While there's nothing ostensibly wrong with this motivator (at least a movie is being directed by a woman about two women), there's something very forced about this uninspired comedy. It's trying desperately to be The Heat — sadly, a PG-13 version, which is part of the problem — but doesn't have the inherent sensibilities or the gusto to make it work.
 
The basic storyline finds the uptight Rose Cooper (Witherspoon), a fledgling detective stuck in the evidence room, stepping out of her comfort zone and into the line of fire when a routine witness protection gig leaves her and Daniella Riva (Vergara), the flashy and abrasive widow of a drug lord, on the run from corrupt detectives. As expected, highly implausible situations surmount, forcing the odd couple to argue, bond, engage in faux-lesbian molestation, dress up like wildlife and straddle each other in the driver's seat of a speeding bus.  It's all quite zany and rarely makes much sense.
 
By sheer merit of construct, the success of this mediocre off-season comedy depends almost entirely on the two leads.
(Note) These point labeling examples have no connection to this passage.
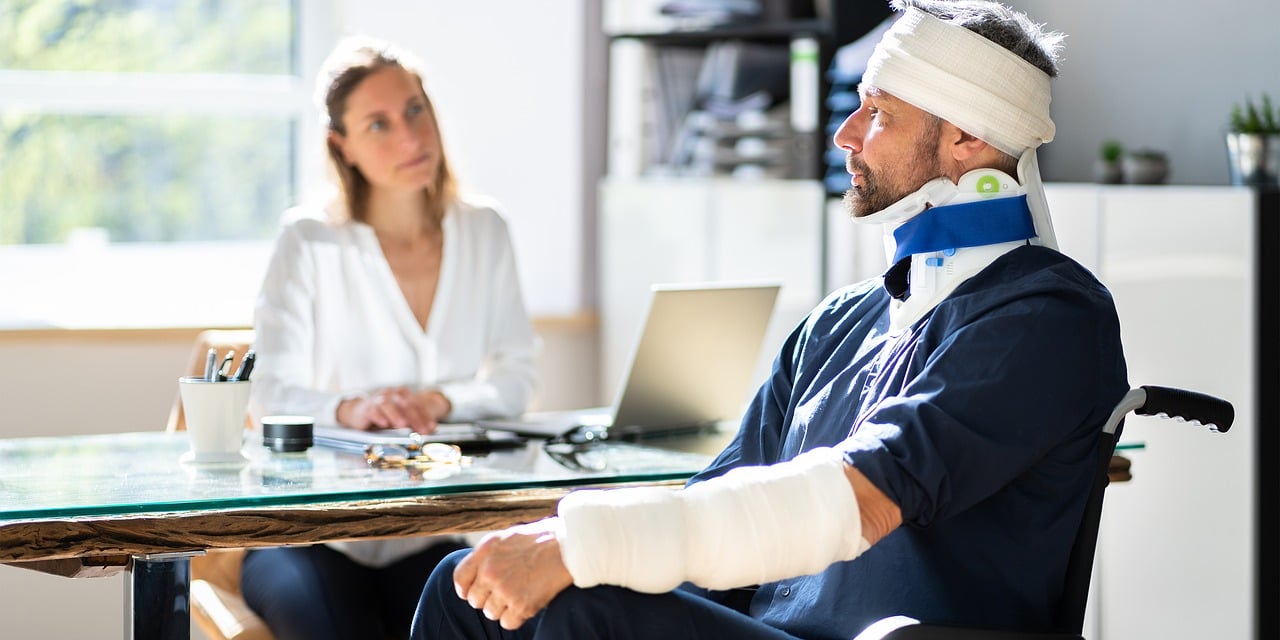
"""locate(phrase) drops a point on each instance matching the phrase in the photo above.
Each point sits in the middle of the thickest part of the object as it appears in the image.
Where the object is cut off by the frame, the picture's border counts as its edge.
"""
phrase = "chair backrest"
(222, 341)
(1188, 406)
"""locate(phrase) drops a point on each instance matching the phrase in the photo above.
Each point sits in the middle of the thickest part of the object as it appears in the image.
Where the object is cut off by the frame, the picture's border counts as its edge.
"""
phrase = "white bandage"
(752, 525)
(974, 83)
(964, 78)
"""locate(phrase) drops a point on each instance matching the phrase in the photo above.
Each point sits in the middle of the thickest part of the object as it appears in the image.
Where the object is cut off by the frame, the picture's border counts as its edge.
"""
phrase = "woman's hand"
(394, 408)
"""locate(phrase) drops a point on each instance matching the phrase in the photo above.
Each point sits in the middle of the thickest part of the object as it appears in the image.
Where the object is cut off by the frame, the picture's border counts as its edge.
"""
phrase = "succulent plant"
(1256, 118)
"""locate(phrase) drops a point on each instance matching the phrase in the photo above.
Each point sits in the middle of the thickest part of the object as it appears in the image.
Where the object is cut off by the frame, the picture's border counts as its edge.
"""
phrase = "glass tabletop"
(136, 472)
The plot is all unlikely double-crosses between secondary characters without any development or context, which leaves the road trip dynamic and the endless array of bizarre scenarios involving Witherspoon and Vergara to keep the audience engaged. 
 
To be fair, both actresses do a reasonable job trying to sell the comedy as written and framed. Witherspoon has a knack for playing type-A characters and demonstrates a genuine lack of vanity here, submitting to gags about looking like a young boy and having a moustache. Similarly, Vergara does what she does best — yelling, animated incomprehensible rants and cleavage — which is exactly what the tacky script and the film demands of her. And since the comedy is often a tad too America's Funniest Home Videos for its own good, Fletcher — who has a choreography background — rests on movement and physical comedy to enliven what's otherwise a mostly middling, expository dud with more ineffective set pieces than strong ones. This means that the actresses are regularly groping each other and rolling around for a cheap laugh.
 
In the Blu-ray supplements, Vergara and Witherspoon discuss the physical demands of the shoot with candour (Vergara jokes that Witherspoon probably won't win another Oscar for this one), which explains why their interactions actually work to moderate effect on screen. Even when the gags are stale and the action incoherent, there is still humour in their basic dynamic and ego-less approach. Still, the outtakes are often funnier than what made the cut of the movie, if only because Vergara has a fantastically tactless sense of humour (remember the rape joke she made on The View?), which suggests that there probably should have been a rewrite or two and a little more flexibility with ad-libbing.